P.S.  It's funny you mentioned the monitors spiking.  My Mom said mine did she told me a certain person would be visiting or when my roommate was in the room singing some stupid song she knows I hate and she has a god awful voice.  It's weird how we react when unconscious.
 
Last night I visited my buddy in the hospital.  He is
still unconscious.  I have not heard the word coma
used yet but I guess that is what this is.  I found
out that he broke T7, so I looked it up in the SCI
book from the library and it says he should be able to
propel a wheelchair, feed himself, drive a car (with
the right modifications), transfer in and out of
chair.  This is the good news.

The breathing tube is out and instead he has a
tracheotomy.  A friend tells me that that is easier on
the respiratory system than the tube.  Is that true?
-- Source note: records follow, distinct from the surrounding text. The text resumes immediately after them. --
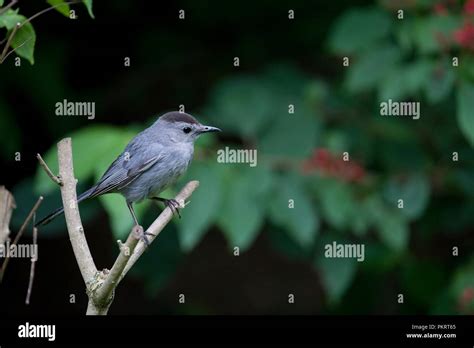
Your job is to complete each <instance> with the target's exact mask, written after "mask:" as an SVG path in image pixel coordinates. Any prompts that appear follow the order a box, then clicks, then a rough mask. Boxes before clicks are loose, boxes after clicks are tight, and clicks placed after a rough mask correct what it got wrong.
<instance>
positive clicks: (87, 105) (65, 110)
mask: <svg viewBox="0 0 474 348" xmlns="http://www.w3.org/2000/svg"><path fill="white" fill-rule="evenodd" d="M55 107H56V111H55V113H56V116H86V117H87V119H88V120H93V119H94V118H95V103H94V102H70V101H67V99H64V100H63V101H62V102H57V103H56V105H55Z"/></svg>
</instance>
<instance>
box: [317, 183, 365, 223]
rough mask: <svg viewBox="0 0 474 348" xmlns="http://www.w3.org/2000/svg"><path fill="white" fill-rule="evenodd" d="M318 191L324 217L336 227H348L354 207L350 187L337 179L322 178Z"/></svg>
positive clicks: (319, 198) (322, 212) (352, 215)
mask: <svg viewBox="0 0 474 348" xmlns="http://www.w3.org/2000/svg"><path fill="white" fill-rule="evenodd" d="M318 192H319V199H320V205H321V214H322V216H323V217H324V219H325V220H326V221H327V222H328V223H329V224H330V225H331V226H332V227H334V228H337V229H344V228H347V227H350V225H351V220H352V216H353V215H354V213H355V211H354V210H355V207H356V206H355V201H354V198H353V196H352V193H351V191H350V187H349V186H348V185H347V184H345V183H343V182H340V181H337V180H322V181H321V183H320V185H319V189H318Z"/></svg>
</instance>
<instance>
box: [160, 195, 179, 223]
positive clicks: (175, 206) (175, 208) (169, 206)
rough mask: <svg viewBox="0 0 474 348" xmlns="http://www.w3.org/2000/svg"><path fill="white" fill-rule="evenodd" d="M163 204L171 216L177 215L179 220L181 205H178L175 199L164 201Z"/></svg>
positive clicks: (167, 199)
mask: <svg viewBox="0 0 474 348" xmlns="http://www.w3.org/2000/svg"><path fill="white" fill-rule="evenodd" d="M164 203H165V205H166V206H167V207H168V208H170V210H171V212H172V213H173V214H176V215H178V217H179V218H180V219H181V214H180V213H179V208H181V204H179V202H178V201H177V200H176V199H165V200H164Z"/></svg>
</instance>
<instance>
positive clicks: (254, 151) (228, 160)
mask: <svg viewBox="0 0 474 348" xmlns="http://www.w3.org/2000/svg"><path fill="white" fill-rule="evenodd" d="M217 162H218V163H248V164H249V166H250V167H255V166H256V165H257V150H256V149H253V150H252V149H231V148H229V147H228V146H226V147H225V148H224V149H219V150H217Z"/></svg>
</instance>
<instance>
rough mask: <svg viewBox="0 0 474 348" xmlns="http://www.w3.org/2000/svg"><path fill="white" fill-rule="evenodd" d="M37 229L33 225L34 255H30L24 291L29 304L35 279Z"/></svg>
mask: <svg viewBox="0 0 474 348" xmlns="http://www.w3.org/2000/svg"><path fill="white" fill-rule="evenodd" d="M37 245H38V229H37V228H36V227H33V248H34V250H35V255H32V256H31V267H30V281H29V282H28V291H27V292H26V300H25V304H27V305H29V304H30V297H31V291H32V290H33V281H34V279H35V265H36V261H37V260H38V253H37V250H38V249H37V248H38V246H37Z"/></svg>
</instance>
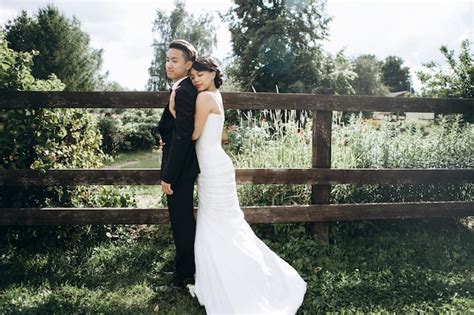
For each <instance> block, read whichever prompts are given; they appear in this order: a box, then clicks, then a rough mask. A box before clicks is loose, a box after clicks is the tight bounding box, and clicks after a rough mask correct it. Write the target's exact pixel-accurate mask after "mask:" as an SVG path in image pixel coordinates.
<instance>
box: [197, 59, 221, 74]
mask: <svg viewBox="0 0 474 315" xmlns="http://www.w3.org/2000/svg"><path fill="white" fill-rule="evenodd" d="M193 68H194V69H196V70H197V71H216V72H217V71H218V70H219V68H217V66H216V65H213V64H211V63H203V62H201V61H200V60H199V59H197V60H195V61H194V62H193Z"/></svg>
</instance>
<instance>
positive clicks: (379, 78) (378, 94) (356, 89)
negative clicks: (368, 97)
mask: <svg viewBox="0 0 474 315" xmlns="http://www.w3.org/2000/svg"><path fill="white" fill-rule="evenodd" d="M353 64H354V72H355V73H356V74H357V77H356V78H355V79H354V80H353V81H352V86H353V87H354V90H355V92H356V94H357V95H379V96H384V95H386V94H387V93H388V92H389V90H388V88H387V87H386V86H385V85H384V84H383V82H382V74H381V63H380V62H379V61H378V60H377V58H376V57H375V56H374V55H360V56H358V57H357V58H355V59H354V61H353Z"/></svg>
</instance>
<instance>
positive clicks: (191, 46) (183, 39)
mask: <svg viewBox="0 0 474 315" xmlns="http://www.w3.org/2000/svg"><path fill="white" fill-rule="evenodd" d="M168 48H174V49H179V50H181V51H182V52H183V56H184V60H186V61H194V60H195V59H196V55H197V50H196V48H194V46H193V45H192V44H191V43H190V42H188V41H187V40H184V39H175V40H173V41H172V42H171V43H170V45H169V46H168Z"/></svg>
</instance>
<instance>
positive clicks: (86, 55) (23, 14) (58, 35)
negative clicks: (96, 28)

The bandages are off his head and the swelling is
down.  He looks like himself again, only a little
puffy.

His brother told me that he has some awareness of
what's going on.  When his ex-wife visited, all his
monitors started spiking.  :)

I met his nurse for the first time and got a sense
that he might also have neurological damage.  He had a
skull fracture in the accident and so far everyone's
been focused on the paralysis.  This is the bad news.
I am trying not to be scared about a really gifted
person having permanent cognitive losses.

Did any of you have skull fractures along with SCI?